4. Memberikan Supervisi pendidikan
Supervisi merupakan upaya yang diberikan supervisor untuk membantu
guru dalam menigkatkan kompetensinya. Hal inilah yang harus menjadi
perhatian utama bagi supervisor dan pengawas sekolah. Guru yang
memiliki kompetensi yang rendah harus diberikan supervisi yang tepat dan
dilakukan secara kontinue.

BAB III
PENUTUP
A. Kesimpulan
Berdasarkan observasi mini yang penulis lakukan maka dapat
disimpulkan :

1. Belum ada upaya yang serius yang dilakukan oleh Kepalas Sekolah dalam
melakukan supervisi yang baik.
2. Supervisi belum dijalankan dengan baik.
3. Supervisi tidak berjalan dengan baik juga disebabkan oleh kemauan guru
yang kurang dalam meningkatkan kompetensi diri.

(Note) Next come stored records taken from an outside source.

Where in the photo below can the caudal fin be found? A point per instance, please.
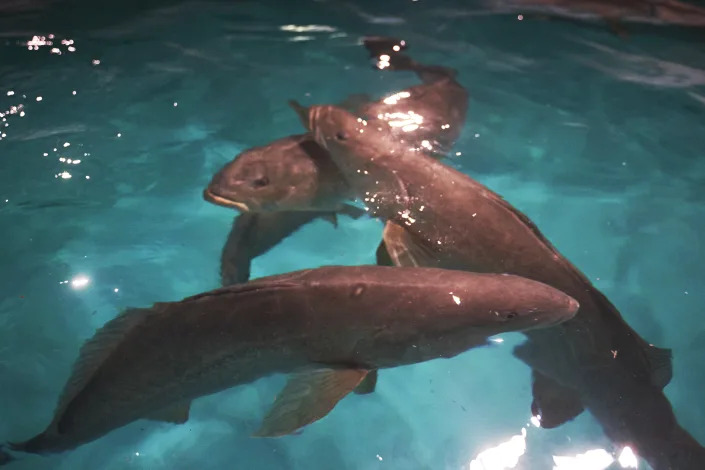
(386, 53)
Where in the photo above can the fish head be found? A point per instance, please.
(282, 175)
(350, 140)
(526, 304)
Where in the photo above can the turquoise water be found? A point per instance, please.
(598, 139)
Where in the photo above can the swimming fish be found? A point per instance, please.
(294, 174)
(437, 216)
(613, 13)
(326, 327)
(253, 234)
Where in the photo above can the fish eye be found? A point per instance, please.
(260, 182)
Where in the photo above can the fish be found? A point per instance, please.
(253, 234)
(613, 13)
(325, 327)
(436, 216)
(283, 180)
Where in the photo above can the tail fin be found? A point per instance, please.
(386, 53)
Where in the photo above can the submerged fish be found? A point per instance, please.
(612, 12)
(437, 216)
(292, 181)
(327, 327)
(254, 234)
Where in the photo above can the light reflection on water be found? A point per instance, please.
(632, 68)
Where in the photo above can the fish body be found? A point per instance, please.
(328, 325)
(291, 181)
(653, 12)
(437, 216)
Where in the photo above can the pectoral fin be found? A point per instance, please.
(554, 404)
(405, 249)
(307, 397)
(177, 414)
(368, 384)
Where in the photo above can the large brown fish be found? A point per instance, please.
(278, 182)
(613, 12)
(437, 216)
(327, 327)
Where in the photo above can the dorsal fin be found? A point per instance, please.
(97, 349)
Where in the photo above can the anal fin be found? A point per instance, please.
(553, 403)
(307, 397)
(177, 414)
(368, 384)
(405, 249)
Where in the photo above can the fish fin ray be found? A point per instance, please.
(554, 403)
(405, 249)
(177, 414)
(307, 397)
(368, 384)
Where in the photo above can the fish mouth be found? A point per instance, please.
(210, 196)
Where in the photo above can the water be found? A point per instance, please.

4. Kendala yang dihadapi dalam menjalankan supervisi adalah kurangnya
kesadaran kepala sekolah dan guru tentang konsep supervisi pembelajaran
khususnya, dan supervisi pendidikan umumnya.
B. Saran
Adapun saran yang dapat penulis berikan adalah :
1. Kepada Kepala Dinas Pendidikan Kota padang agar serius mengawasi
pekerjaan bawahan, dan memberikan sanksi kepada oknum yang sengaja
melalaikan tugasnya.
2. Pengawas sekolah yang ditugaskan secara fungsional lebih serius dalam
menjalankan tugasnya sebagai pengawas sekolah.
3. Kepada kepala sekolah agar dapat menjalankan program supervisi yang
telah dirancang, sehingga dapat diketahui kompetensi apa yang harus
diperbaiki pada masing-masing guru.
4. Kepada guru yang disupervisi agar bersedia dan berkomitmen untuk
mengikuti program supervisi, karena garda terdepan dalam meningkatkan
kualitas murid disekolah nerada ditangan guru tersebut.